A "best_guess" forecast can be added to the plot using the best_guess argument. This can either be the name of a function that reduces the ensemble to a single value (e.g. "mean", "median"), or the ensemble member to treat as the best guess (e.g. 0, or "mbr000"). The geom and its options can be provided via the best_guess_geom and best_guess_geom_args arguments, but they must be geoms that understand the x and y aesthetics.

Filtering and faceting

By default, all of the data that the function is given are plotted. In many cases this can result in overplotting. For data at more than one station (SID), or for more than one forecast start time (fcst_dttm), there are arguments to filter the data prior to plotting based on those values. Otherwise filtering should be done (e.g. using filter) prior to passing the data to this function.

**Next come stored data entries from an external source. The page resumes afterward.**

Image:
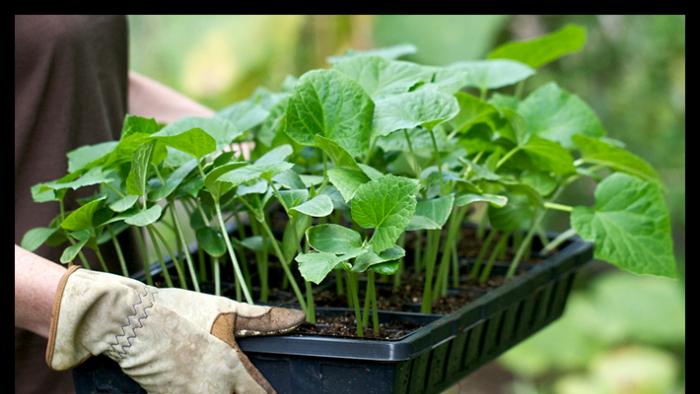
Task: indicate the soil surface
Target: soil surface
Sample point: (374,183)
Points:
(407,297)
(346,327)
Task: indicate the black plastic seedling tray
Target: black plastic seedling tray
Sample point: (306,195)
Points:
(428,360)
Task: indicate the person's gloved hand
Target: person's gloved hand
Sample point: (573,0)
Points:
(167,340)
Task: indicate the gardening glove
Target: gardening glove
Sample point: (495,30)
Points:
(167,340)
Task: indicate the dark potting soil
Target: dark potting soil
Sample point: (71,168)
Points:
(345,326)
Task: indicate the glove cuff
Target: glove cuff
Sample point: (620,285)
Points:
(55,312)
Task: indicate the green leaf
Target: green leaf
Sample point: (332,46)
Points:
(134,124)
(173,181)
(70,253)
(347,181)
(195,141)
(473,111)
(81,218)
(327,103)
(549,156)
(145,217)
(370,259)
(386,205)
(333,238)
(136,181)
(519,212)
(431,214)
(492,74)
(598,152)
(124,203)
(318,207)
(540,181)
(85,156)
(392,52)
(544,49)
(211,241)
(380,77)
(36,237)
(554,114)
(314,267)
(339,156)
(629,225)
(470,198)
(426,107)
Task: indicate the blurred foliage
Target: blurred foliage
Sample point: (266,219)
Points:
(621,335)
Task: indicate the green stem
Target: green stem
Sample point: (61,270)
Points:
(373,298)
(186,251)
(500,246)
(438,160)
(166,274)
(558,207)
(118,249)
(310,302)
(352,290)
(414,158)
(101,259)
(474,273)
(285,267)
(560,239)
(232,255)
(429,263)
(142,250)
(173,256)
(217,275)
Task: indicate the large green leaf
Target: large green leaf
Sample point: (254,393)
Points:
(333,238)
(492,74)
(472,111)
(385,205)
(85,156)
(81,218)
(221,129)
(145,217)
(426,106)
(431,214)
(370,259)
(136,181)
(124,203)
(392,52)
(629,225)
(347,181)
(211,241)
(318,207)
(314,267)
(380,77)
(328,103)
(599,152)
(195,141)
(35,237)
(555,114)
(173,181)
(538,51)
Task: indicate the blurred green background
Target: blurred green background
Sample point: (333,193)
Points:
(620,334)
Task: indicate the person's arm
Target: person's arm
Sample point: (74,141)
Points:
(155,100)
(36,281)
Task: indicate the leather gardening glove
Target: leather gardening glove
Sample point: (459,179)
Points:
(167,340)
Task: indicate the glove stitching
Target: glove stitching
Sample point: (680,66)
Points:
(121,353)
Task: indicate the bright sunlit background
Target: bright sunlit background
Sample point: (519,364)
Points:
(620,334)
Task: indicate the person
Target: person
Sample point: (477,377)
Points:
(73,88)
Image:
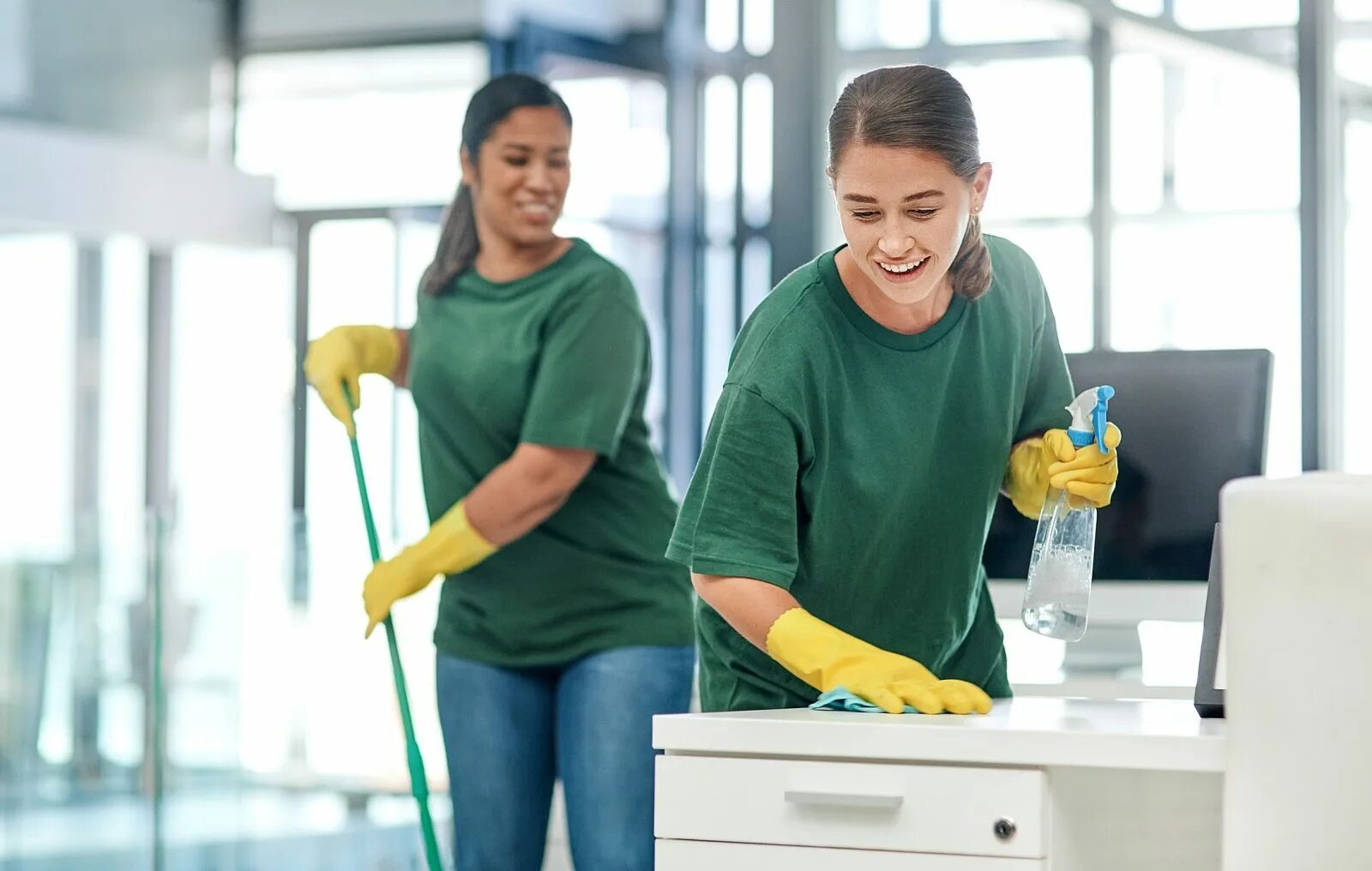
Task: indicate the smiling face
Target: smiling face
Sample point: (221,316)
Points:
(905,213)
(521,180)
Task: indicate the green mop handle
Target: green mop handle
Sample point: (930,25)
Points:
(418,781)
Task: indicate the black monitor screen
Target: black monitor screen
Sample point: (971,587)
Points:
(1191,422)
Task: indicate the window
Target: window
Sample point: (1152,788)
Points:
(38,339)
(1225,14)
(232,397)
(882,24)
(1357,298)
(1013,21)
(1138,136)
(1039,144)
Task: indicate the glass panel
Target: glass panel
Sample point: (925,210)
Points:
(758,27)
(1219,14)
(1035,176)
(720,326)
(1143,7)
(1250,116)
(38,338)
(720,155)
(722,24)
(1357,298)
(416,244)
(232,398)
(1063,258)
(1136,136)
(352,281)
(123,520)
(617,120)
(882,24)
(1197,285)
(1353,10)
(756,273)
(1353,59)
(356,128)
(758,148)
(1012,21)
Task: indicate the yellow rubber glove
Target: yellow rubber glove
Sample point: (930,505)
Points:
(450,546)
(1038,466)
(340,356)
(827,658)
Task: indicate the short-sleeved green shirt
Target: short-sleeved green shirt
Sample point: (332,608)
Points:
(556,358)
(858,468)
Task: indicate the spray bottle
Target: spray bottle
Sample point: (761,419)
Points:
(1065,544)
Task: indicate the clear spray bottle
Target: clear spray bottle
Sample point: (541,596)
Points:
(1065,544)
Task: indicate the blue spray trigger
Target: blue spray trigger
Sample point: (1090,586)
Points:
(1098,416)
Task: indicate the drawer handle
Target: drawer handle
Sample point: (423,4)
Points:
(844,800)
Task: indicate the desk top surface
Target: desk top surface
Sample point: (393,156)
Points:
(1152,734)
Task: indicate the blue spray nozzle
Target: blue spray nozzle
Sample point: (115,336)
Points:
(1098,415)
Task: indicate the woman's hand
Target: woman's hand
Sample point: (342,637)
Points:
(340,358)
(827,658)
(1038,466)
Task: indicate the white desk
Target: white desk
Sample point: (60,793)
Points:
(1039,785)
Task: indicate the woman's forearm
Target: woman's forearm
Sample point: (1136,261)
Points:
(402,360)
(748,605)
(526,490)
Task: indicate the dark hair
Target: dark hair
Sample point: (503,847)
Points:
(457,242)
(918,107)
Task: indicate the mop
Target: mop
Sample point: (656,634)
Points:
(418,781)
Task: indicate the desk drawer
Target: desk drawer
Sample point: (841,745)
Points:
(880,807)
(696,855)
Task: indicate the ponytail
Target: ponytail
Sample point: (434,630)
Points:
(971,271)
(457,244)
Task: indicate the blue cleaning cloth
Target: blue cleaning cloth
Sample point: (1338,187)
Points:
(840,699)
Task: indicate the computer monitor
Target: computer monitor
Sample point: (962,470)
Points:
(1191,422)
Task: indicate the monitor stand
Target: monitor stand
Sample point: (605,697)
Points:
(1106,651)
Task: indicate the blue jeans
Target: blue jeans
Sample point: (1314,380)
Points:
(512,731)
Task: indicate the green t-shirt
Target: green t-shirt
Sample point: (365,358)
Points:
(556,358)
(858,468)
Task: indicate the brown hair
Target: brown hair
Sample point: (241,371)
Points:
(457,242)
(918,107)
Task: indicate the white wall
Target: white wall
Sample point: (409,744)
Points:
(93,185)
(317,21)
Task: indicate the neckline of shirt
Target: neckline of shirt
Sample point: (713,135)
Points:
(574,253)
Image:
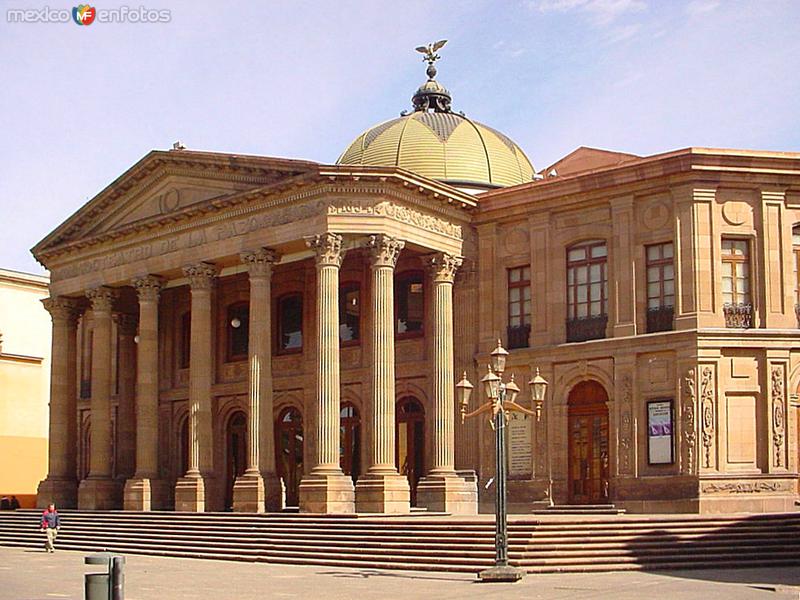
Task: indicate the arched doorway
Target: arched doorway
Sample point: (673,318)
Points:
(289,450)
(86,450)
(588,443)
(350,440)
(235,453)
(182,457)
(410,453)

Alternatively multi-panel plots can be made using the facet_by argument. This groups the data based on the values in the columns provided to facet_by and plots each group of data in its own panel. The default behaviour is to plot 1 column of panels so that the x axis lines up for all panels, but this can be changed using the num_facet_cols argument. Additionally, the scale of the y axis for each panel is determined by the data for that panel, but can be common for all panels by setting facet_scales = "fixed".

Observations

If the data include an observations column (e.g. from running join_to_fcst), these observations can be included in the plot be providing the name of the column that contains the observations via the obs_col argument. The geom and its options can be provided via the obs_geom and obs_geom_args arguments, but they must be geoms that understand the x and y aesthetics.